仕様書通りに作ることに奔走している感のあるメーカーの方々や、3GPPの規格を頭から受け入れて自分達の仕様として書き換えていこうというキャリアの方達の仕事ぶりは、未完成であることを認識せずに突っ走っている姿のようにも映るからだ。エアープロトコルでのオーバーヘッドを理解して時間軸のシーケンスとして理解されている方々が殆どいらっしゃらないという事などが3GPPの机上の規格論議などですら出来ていないからかも知れない。今年三月の仕様で直っているとも言えないこうした3GPP規格への移行をベースに年末に向けて実システムとしての稼働を進めるのは、まだ無理なようだ。

さて、GSMがパケット化されてi−MODE的に到達しようとしている現在からの次の手だてとしての高速化パケットシステムとしてのみ意識されている欧州版のWCDMAの実情を垣間見ることになった。日本が国を挙げて進もうとしている第三世代というもの自体は肥大化したこの業界を支えるための目標としてのみ存在しているようにしか見えない。欧州からの独立をさらに進めていくためには最新の規格のシステムを欧州勢よりも先んじて完成させていくことしかないと思われるのだが、欧州規格であるが故に進まないという事がスパイラルを負に転じさせているようだ。

通信キャリアの要請に押されてツインプロセッサだテレビだと華やかに見えるキーワードのニュースと実際に利用するユーザーニーズとの間の乖離には誰も触れたがらないのは禁句だからなのだろうか。12万円する高価なデジタル地上波とテレビ携帯が出来る端末というものを使って見るというコンテンツはまさかニュースやコマーシャルなのか・・・。そんな暮らしぶりで支払う通信費用との間のギャップを埋めるのは何かの技術革新が必要なのだろうと思うのだが、端末メーカーは一番のコスト要因である開発コスト・人件費を削減しようとしてツインCPUに行こうとしているが、肝心の通信キャリアが抱える人件費の圧縮を抜きに通信費用が下がるとは思えないのである。これ以上のニーズが広がるとは考えにくいのである。
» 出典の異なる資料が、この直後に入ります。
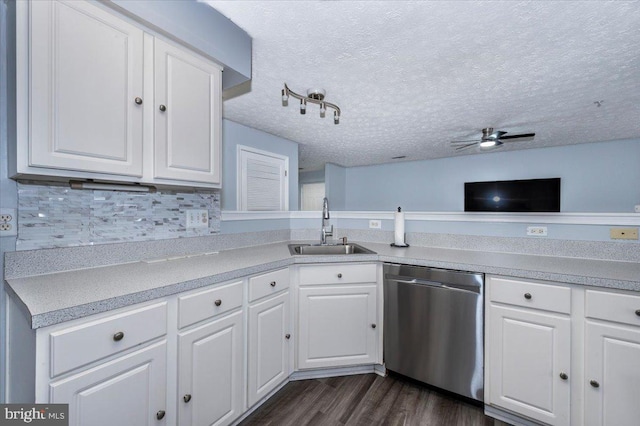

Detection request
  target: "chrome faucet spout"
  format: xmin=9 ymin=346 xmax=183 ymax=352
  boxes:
xmin=321 ymin=197 xmax=333 ymax=244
ユーザーニーズから乖離した製品が商品として主流になるとも思えず、トータルなユーザーが利用する生活スタイルから得られる対価としての通信費用の懐具合。そこから算定されるシステムコストやトータルなシステム要件のバランスを追求しているはずのSEが不在なのだろう。相変わらずの土管を通すというINS時代の考え方に立脚していて無線リソースの消費というよりは浪費するという形で進められた研究陣達の成果が事業観という箍を括ることなく進められてしまった結果としかいえないのだろう。博士号の数を誇るのも良いが結果としてのビジネスの破綻について責任者の顔は見えてこない。

破壊と創造というテーマを携えてメーカーは変わろうと苦労しているのだが、通信キャリアにはそうした姿は見えない。メーカーにしてみれば、端末を注文して買ってくれるお客様なのであり、そのお客様の要望に沿えるよう努力をし続けてきた結果なのだ。通信キャリアが買い上げて発売していくというビジネスモデルを革新することが最初に取り組むべきテーマだと思うのだが、通信キャリア同志の横一線という問題でありこれこそ国がリーダーシップを取って行うべき事由だと思うのだが、温度差が著しい通信キャリア間の競争状態で自由にさせているというのが、きっと国の言い分なのだろう。
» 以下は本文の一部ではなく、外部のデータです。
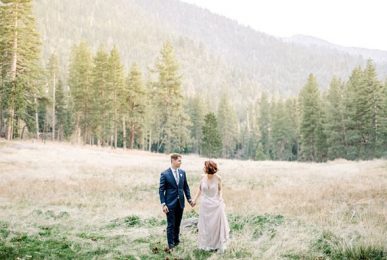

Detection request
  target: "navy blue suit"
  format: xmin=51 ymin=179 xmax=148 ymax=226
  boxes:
xmin=159 ymin=168 xmax=192 ymax=248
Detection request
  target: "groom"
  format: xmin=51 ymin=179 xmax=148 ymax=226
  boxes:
xmin=159 ymin=153 xmax=193 ymax=250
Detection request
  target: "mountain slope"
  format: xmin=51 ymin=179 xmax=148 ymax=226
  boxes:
xmin=33 ymin=0 xmax=387 ymax=106
xmin=285 ymin=35 xmax=387 ymax=63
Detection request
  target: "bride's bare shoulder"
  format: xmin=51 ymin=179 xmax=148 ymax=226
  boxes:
xmin=215 ymin=174 xmax=222 ymax=181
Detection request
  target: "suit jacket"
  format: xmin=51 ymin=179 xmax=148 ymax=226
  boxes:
xmin=159 ymin=168 xmax=191 ymax=209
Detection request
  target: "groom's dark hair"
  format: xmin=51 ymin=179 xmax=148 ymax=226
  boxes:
xmin=170 ymin=153 xmax=182 ymax=161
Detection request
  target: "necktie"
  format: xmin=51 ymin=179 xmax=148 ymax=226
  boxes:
xmin=174 ymin=169 xmax=179 ymax=185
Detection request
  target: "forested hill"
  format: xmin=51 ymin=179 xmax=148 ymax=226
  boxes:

国を挙げて、第三世代通信システムの実験台として貢献しているというのは大きな認識間違いであって実態としては北欧メーカーに舐められきった相手にされていないという実情を再認識すべきだろう。開発ボリュームから圧倒的な差異を見せつける北欧メーカーとの仮想競争など現実と乖離した未来を想定したプランの応酬をしている試験会場に過ぎないのが日本の実情である。開いた風呂敷を畳みにかかった通信キャリアの技術トップも出てきているようすなのだが、そうした状況をあえて報道しないのは国策として進めてきたことの責任からなのか。未使用あるいは過疎な使用状況の周波数利権の返却などは天下り先の縮小という話に直結することから五増五減の法案と同様に進むハズもない。
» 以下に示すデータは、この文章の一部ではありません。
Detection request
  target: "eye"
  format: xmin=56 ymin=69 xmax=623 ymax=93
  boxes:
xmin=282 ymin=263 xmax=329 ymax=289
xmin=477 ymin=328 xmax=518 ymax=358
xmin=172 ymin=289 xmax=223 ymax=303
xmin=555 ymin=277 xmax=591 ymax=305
せめて開発の渦中にいる技術者は、そうした状況を正しく認識して無用に疲れるような間違った仕様に基づく開発の偏向などに対して正しい技術理解に基づいて訂正修正していくという気概で仕事に当たるべきだと考えている。ネットと無線の双方の規格を熟知したシステムエンジニアがビジネスモデルとのバランスを考えつつ新たなシステム提案という形に現在動きつつある、認識違いが多いといわれる進行中の新無線システムや放送システムを是正していけようにするべきだと思っている。知己の仲間達は、少なくとも同じ意識でいるようだ。もう決まっているから手をつけられないと考えていくのは大きな過ちだ。

PHSで利用するFOMAのようなテレビ電話が出来上がったようだ。もともと、このテレビ電話仕様は、PHSで考えてきた物だったはずだから、これこそ本命だろう。新幹線の中でテレビ通話が出来ることがどれほど必要なのかどうかは情報量と課金の関係から考えてみても不要としか考えられないのだから・・・。無線LANとPHSで全てをカバーしようと考えている新興通信キャリアを買収しての取り組みなどのほうが革新的であり核心をついているのかも知れない。相変わらず、今やっている仕事を無為に続けて止められない姿が日本の各メーカーに見られるのは愚かなことのようにしか見えない。

そんな携帯業界の図式が更に見られるのは、来週の東京ビッグサイトでの展示会などかも知れない。もとよりバブルの香りを助長してきた感のある展示会だが、昨年あたりの各社ブースなどの有り様を見ていると業界の厳しさが見えてきていた。おそらく今年もそうした傾向のままであろう。本来ならば説明要員としての仕事があるのだが、間際に飛び込んできた仕事で米国に行くことになり水曜と木曜の日程には参加出来そうもない。バタバタと決まった出張支援の為にお客様のホテル予約やら準備などに奔走していると、重要な点についてはお客様自身で解決できたという情報が、また昨夜入り出張される方達の人数を減らす事態になった旨の連絡があった。

時差を考えて夜中に現地のホテルと電話して予約のキャンセル手続きをし、今朝は残された課題整理をしつつ成田からサンディエゴに向かうのである。まあお客様の出荷や開発を支えるのが仕事で食べている訳なので致し方ない。米国の仲間への説明やアクションリストの変更やらを考えつつ、今日という時間軸の中での作業に奔走している。夏本番に突入する中で乾燥した真っ青なカリフォルニアの空の下で、少し気楽になった出張だといえるかも知れない。月曜火曜の二日間で解決して金曜日の展示会には駆けつけて、暑中見舞い代わりに送付した招待状で来てくれる知己達に挨拶をしたいと思うのである。